All version 10+ file formats must begin with the following first few lines. The first line of an input file is always:

xmlns:cpt=http://iri.columbia.edu/CPT/v10/

This tag defines an XML namespace for the "cpt" prefix to be used in subsequent lines. This line should be copied exactly as it is in the top of all CPT version 10+ input files.

The second line indicates the number of "fields" in the file:

cpt:nfields=1

A "field" is set of variables for the same meteorological parameter measured at different locations; for example, a rainfall measurements at a set of stations, or a grid of sea-surface temperature records. In older versions of CPT only one field was permitted, but from CPT version 10 multiple fields can be used. Additional fields can represent different meteorological parameters, and/or different the same parameter at a different lag. Identical parameters at different lags can be represented as separate fields or as lagged fields. Mathematically lagged fields and fields are handled identically, and so it does not matter how they are represented. There are some restrictions on lagged fields, but they may be easier to format, especially in station and unreferenced files. The following pages describe the distinctions in more detail. How the different fields are set out in the file depends on the file type, as described in the following sections. If nfields=1, then this line can be omitted in CPT version 12+.

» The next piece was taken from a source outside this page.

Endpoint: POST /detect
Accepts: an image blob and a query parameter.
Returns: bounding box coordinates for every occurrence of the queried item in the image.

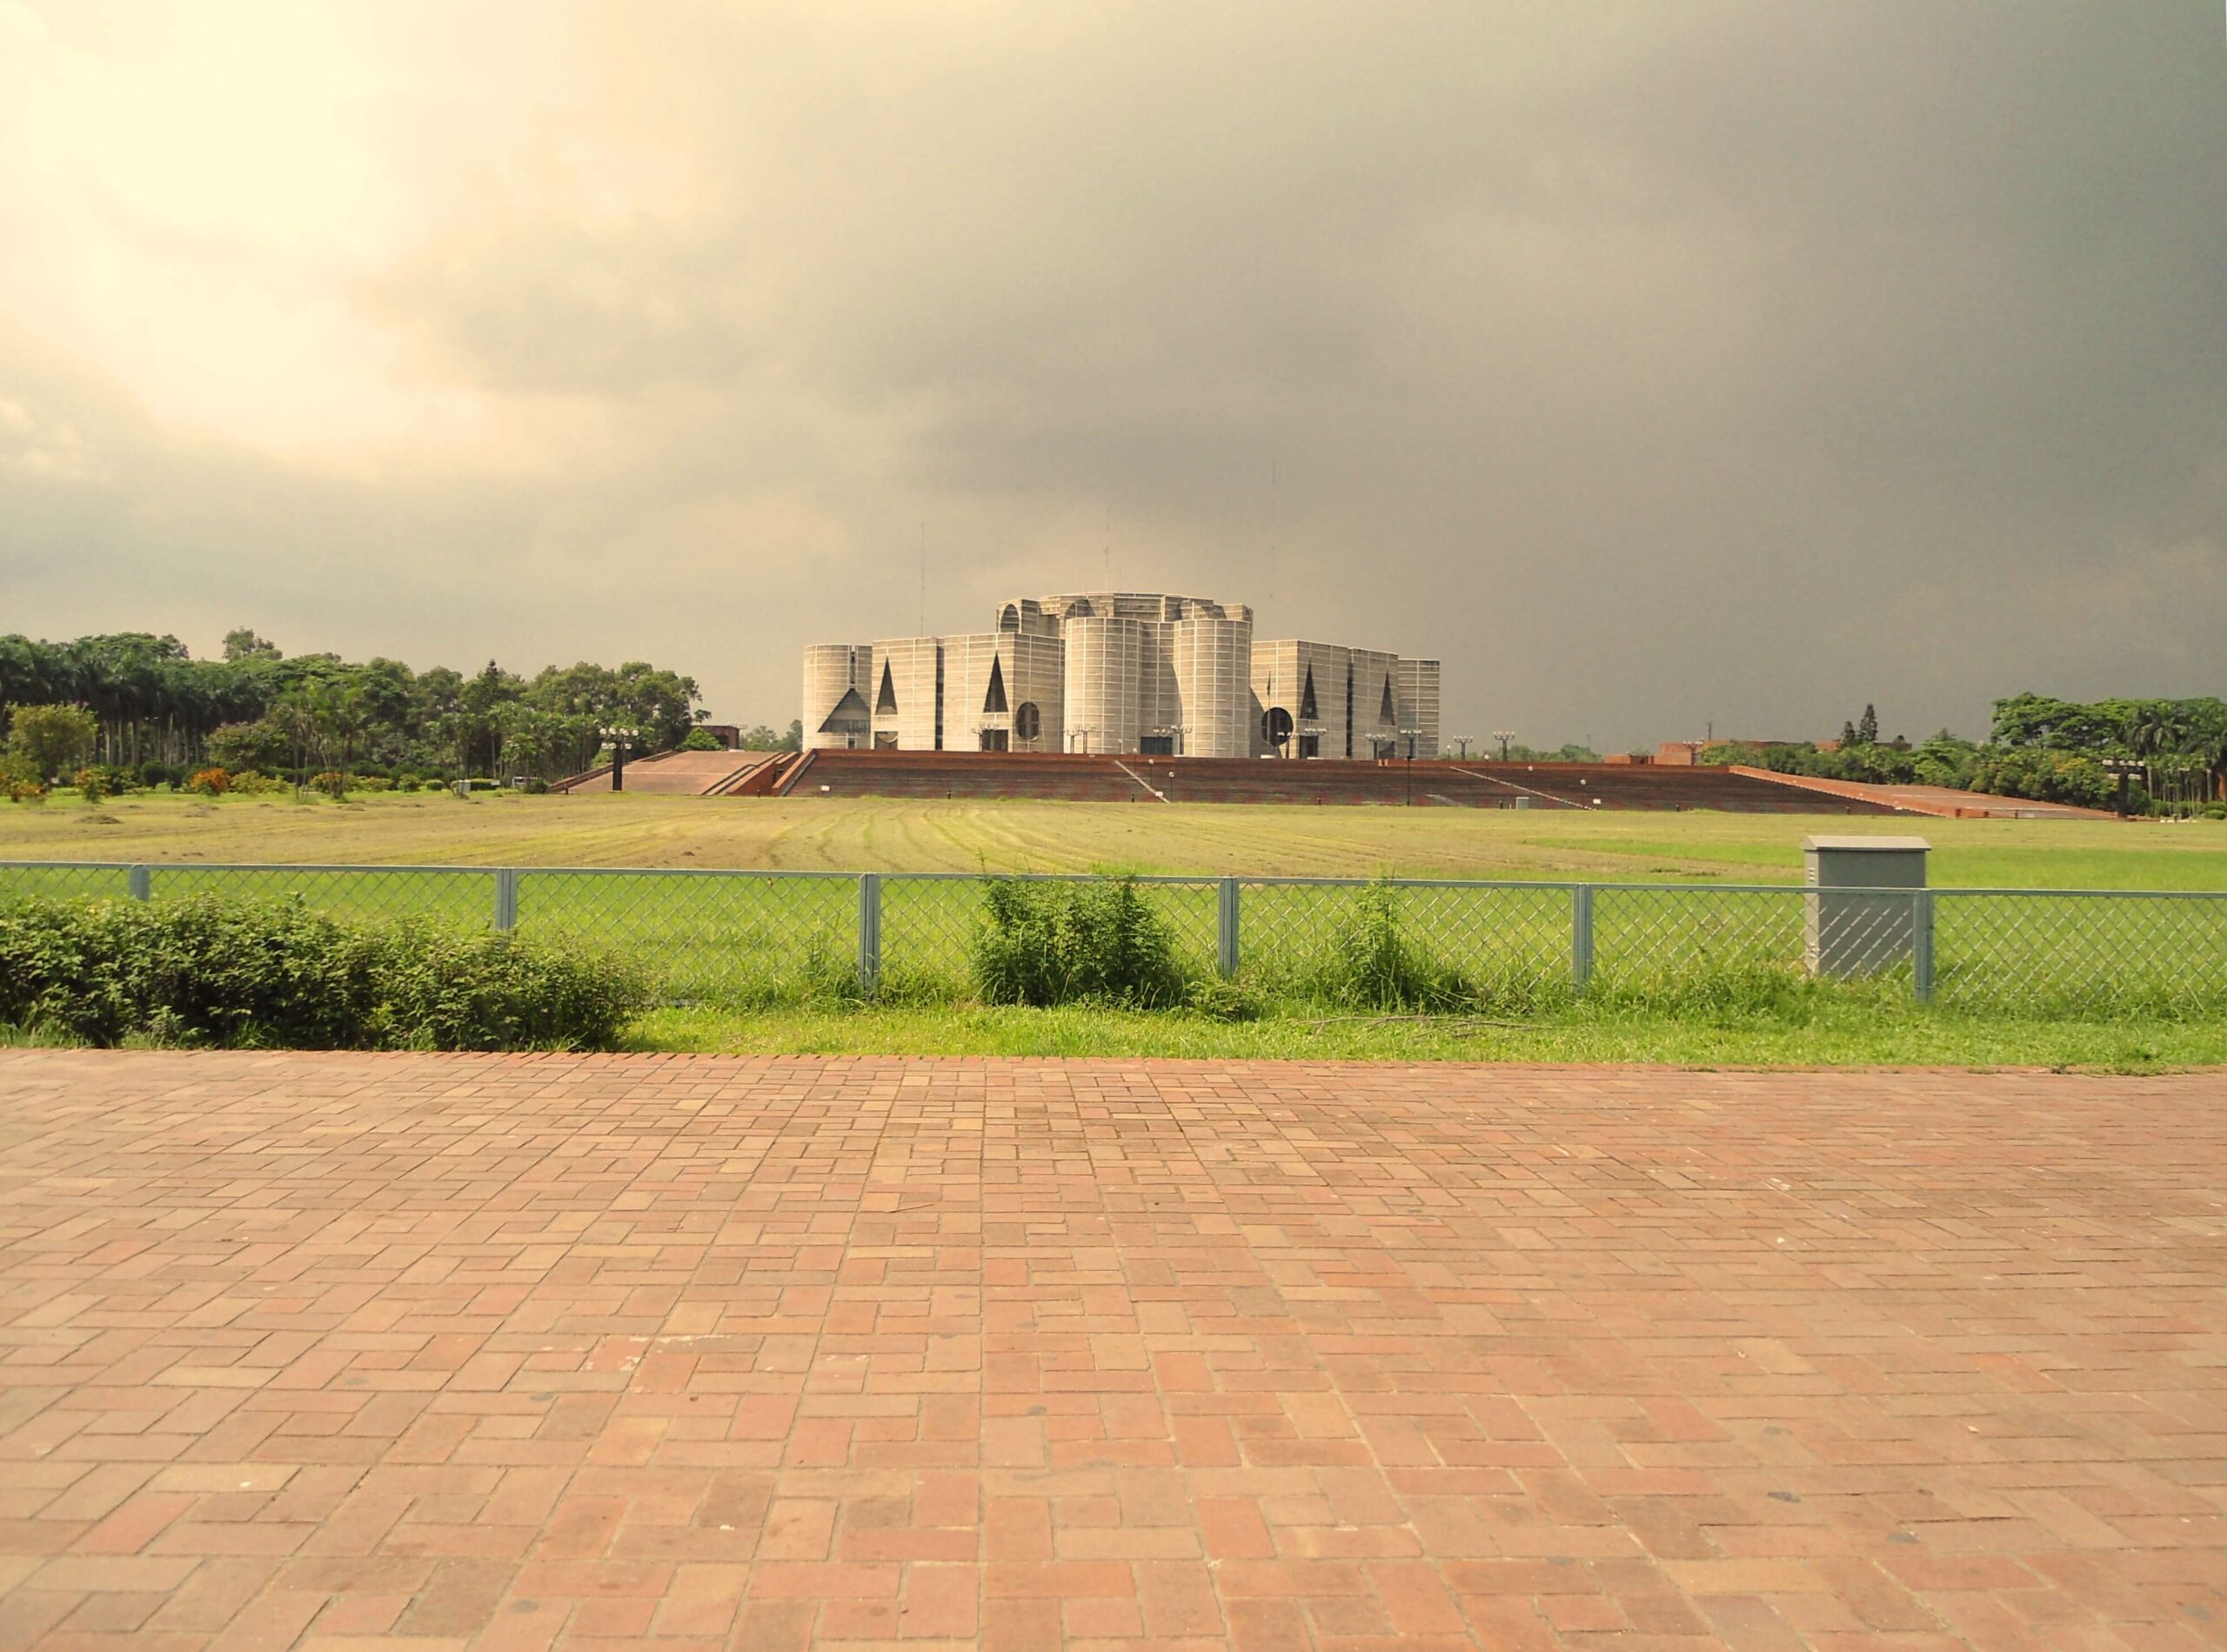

For probabilistic forecast input files the next line indicates the number of categories in the file:

cpt:ncats=3

Currently, the number of categories is constrained to be 3. For other input files this line should be omitted.

In version 10+ file formats, the next line contained the tag cpt:T followed by a list of all the dates in the file. This line is no longer required, and is ignored if the line exists. CPT version 11+ does not include this line in output files.

The next line contains a series of CPT tags that set information about the immediately following block of data. This information depends on the file structure, and so this line is described separately for each format. The tags can appear in any order, but some tags are compulsory and others optional. Each tag is preceded by "cpt:" followed by the name of the tag, then "=" and the value that the tag takes. The tags associated with the different CPT data formats are described in detail in the following pages and the meanings of each of the tags is provided if needed.

It is important to consider which dates to include in the input datasets since the analyses that CPT will perform depend upon how the data are structured. When using CPT for seasonal forecasting, the Y file would typically contain only one set of values per year unless you specifically wish to forecast multiple target periods synchronously. These Y values would normally be a seasonal total or average. However, in version 14+, if the Y file contains monthly data and all months are present then CPT will either identify the appropriate season automatically, or prompt for the season , and then calculate the seasonal totals or averages. CPT can identify the season automatically when using the Probabilistic Forecast Verification (PFV) option, or if the cpt:S tag is set in the X file.

For the X file, if all twelve months are present, CPT will read the data as if there were a total of 12 lagged fields. It would almost certainly be inappropriate to include all 12 months in the X file.

If CPT is being used on daily, pentadal, or dekadal data, lagged fields are not implicitly recognised, and so any desired lags have to be included as separate fields.